Algerini in piazza in ricordo del primo anniversario della protesta

Migliaia di persone si sono radunate nella piazza più grande della capitale algerina sabato scorso, in ricordo del primo anniversario del movimento di protesta, che chiese una revisione del sistema politico costringendo alle dimissioni l’ex presidente.

Tutto risale al 22 marzo dell’anno scorso, quando il fu presidente Abdelaziz Bouteflika aveva dichiarato di voler correre per la quinta volta alla presidenza della nazione. Dopo le proteste di un grande numero di algerini, fu costretto alle dimissioni, perché perse il sostegno del capo delle forze armate algerine, vedendo, egli il malcontento generale dell’intero popolo algerino. L’ex presidente era mantenuto al potere proprio dai militari, nonostante già dal 2013 egli aveva perso la maggioranza nel paese. Nel marzo del 2019, Il suo posto fu preso dai militari, che promisero elezioni e una svolta democratica, ma ad un anno di distanza questo non è tutto ancora accaduto.

Il movimento “Hirak”, che è quello che ha fatto nascere il tutto, ha spinto la data del 22 febbraio sui social, già giorni prima, dichiarando di voler fare una grande manifestazione ad Algeri e continuare la protesta per avere ciò che la gente chiede: no corruzione, democrazia e libertà.

La manifestazione c’è stata e la gente ha partecipato in gran numero, protestando, sfilando  e cantando pacificamente. Sono apparsi striscioni del tipo: ” No al potere militare” – “Stato civile non militare” – “Noi siamo venuti per sbarazzarci di voi” – “La gente vuole la caduta del regime”  ed altri dello stesso tenore.

C’è stata da parte del governo una non reazione con una grande disposizione delle forze dell’ordine per prevenire ogni disordine, e l’attuale sostituto dell’ex presidente: Abdelmadjid Tebboune ha dichiarato che le cose stanno iniziando a calmarsi nelle strade, e che Hirak sta ottenuto quasi tutto ciò che ha chiesto.
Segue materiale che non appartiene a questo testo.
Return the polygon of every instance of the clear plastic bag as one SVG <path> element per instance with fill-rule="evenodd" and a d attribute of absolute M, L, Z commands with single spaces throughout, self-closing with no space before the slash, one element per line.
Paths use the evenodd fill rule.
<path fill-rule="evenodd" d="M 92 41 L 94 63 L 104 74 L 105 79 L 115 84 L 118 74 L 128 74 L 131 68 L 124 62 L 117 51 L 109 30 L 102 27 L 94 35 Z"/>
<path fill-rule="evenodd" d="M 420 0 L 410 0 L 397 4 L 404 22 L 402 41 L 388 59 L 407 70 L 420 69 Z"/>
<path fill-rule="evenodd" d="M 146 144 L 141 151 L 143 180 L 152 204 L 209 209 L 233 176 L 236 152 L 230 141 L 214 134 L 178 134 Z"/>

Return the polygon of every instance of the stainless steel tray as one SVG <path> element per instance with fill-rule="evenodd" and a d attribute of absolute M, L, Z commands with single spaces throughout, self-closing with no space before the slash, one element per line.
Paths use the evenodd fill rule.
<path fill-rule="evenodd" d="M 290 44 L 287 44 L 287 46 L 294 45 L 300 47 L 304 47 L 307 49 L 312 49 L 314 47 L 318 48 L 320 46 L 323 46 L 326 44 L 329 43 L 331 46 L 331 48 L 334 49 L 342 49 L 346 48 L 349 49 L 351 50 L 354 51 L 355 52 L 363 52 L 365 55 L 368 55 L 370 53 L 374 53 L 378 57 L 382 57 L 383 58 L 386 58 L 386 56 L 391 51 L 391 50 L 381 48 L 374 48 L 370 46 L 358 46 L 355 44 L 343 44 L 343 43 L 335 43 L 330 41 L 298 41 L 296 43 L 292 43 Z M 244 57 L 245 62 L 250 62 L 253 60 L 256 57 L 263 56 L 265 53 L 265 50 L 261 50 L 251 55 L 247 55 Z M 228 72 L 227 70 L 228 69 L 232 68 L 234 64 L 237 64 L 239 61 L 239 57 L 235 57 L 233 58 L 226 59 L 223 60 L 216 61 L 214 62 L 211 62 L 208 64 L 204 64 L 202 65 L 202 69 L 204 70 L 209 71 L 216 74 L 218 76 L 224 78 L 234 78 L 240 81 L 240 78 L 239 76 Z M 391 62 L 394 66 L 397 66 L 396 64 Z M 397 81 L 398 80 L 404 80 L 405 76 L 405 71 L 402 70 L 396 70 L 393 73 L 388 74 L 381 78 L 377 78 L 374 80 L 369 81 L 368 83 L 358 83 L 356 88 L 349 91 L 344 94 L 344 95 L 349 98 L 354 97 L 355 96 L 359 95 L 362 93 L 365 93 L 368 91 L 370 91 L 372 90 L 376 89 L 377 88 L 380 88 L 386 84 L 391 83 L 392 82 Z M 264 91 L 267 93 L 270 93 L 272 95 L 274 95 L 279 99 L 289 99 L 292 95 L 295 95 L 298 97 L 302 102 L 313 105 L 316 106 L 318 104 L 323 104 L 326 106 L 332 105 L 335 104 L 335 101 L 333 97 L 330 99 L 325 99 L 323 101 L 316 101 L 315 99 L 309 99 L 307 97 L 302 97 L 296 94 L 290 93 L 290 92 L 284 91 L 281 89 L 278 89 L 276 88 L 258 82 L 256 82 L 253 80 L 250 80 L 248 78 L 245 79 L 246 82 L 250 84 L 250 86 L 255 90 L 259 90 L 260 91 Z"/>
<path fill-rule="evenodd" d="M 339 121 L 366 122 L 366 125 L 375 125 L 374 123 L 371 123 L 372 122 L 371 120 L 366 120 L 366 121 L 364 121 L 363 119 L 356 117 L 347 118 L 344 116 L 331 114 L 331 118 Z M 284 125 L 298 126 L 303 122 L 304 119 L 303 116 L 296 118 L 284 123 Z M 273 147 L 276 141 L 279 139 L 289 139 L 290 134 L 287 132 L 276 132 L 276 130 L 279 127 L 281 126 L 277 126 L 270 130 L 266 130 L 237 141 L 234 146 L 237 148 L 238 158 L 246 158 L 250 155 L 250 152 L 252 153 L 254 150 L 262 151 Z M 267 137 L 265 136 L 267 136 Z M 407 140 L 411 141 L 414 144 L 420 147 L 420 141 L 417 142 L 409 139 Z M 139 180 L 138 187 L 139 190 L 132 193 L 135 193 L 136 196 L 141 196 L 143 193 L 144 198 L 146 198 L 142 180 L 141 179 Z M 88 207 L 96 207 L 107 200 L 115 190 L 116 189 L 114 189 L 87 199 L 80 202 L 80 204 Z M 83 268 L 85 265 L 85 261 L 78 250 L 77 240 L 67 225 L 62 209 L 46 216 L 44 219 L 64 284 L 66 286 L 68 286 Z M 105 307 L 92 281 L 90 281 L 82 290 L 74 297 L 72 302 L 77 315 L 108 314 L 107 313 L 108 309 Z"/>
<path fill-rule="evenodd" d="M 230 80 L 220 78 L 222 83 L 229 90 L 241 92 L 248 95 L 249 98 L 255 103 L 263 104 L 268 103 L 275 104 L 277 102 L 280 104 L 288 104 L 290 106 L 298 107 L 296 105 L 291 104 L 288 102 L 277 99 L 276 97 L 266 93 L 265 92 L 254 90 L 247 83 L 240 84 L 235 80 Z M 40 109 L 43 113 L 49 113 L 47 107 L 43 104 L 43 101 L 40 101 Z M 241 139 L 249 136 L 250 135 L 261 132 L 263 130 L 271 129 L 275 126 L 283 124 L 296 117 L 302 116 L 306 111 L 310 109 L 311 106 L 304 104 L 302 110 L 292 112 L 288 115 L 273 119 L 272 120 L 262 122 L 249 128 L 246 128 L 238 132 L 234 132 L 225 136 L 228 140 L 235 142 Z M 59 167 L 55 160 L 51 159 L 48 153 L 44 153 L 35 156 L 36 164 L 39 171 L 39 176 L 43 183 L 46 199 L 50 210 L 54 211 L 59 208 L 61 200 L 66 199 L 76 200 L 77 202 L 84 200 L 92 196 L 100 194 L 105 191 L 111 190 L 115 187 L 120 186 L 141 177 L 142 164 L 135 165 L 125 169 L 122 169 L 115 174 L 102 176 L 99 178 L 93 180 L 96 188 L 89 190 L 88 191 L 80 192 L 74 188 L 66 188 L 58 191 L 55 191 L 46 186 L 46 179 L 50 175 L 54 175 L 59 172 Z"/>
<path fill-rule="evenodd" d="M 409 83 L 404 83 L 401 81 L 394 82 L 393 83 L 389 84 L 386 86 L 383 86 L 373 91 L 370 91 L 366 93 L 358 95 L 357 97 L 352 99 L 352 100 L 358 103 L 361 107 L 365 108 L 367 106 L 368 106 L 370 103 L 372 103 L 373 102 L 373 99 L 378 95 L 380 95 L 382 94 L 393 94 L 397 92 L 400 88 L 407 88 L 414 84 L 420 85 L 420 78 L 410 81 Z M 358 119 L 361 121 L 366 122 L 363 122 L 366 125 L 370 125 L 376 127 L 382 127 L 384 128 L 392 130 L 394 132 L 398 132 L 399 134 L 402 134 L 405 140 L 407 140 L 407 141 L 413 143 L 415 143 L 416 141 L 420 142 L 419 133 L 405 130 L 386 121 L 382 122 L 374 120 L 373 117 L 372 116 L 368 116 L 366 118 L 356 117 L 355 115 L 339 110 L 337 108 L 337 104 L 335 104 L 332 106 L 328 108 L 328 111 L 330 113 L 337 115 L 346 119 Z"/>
Da ricordare che il giorno prima, Venerdì, c’è stata la 53a manifestazione settimanale, con gli algerini che hanno riempito le strade di Algeri e di numerose altre città in tutto il paese. Anche se il movimento si è ridotto rispetto all’anno passato, la popolazione sta iniziando a partecipare alle manifestazioni settimanali, e ogni volta il suo numero aumenta di qualche migliaio.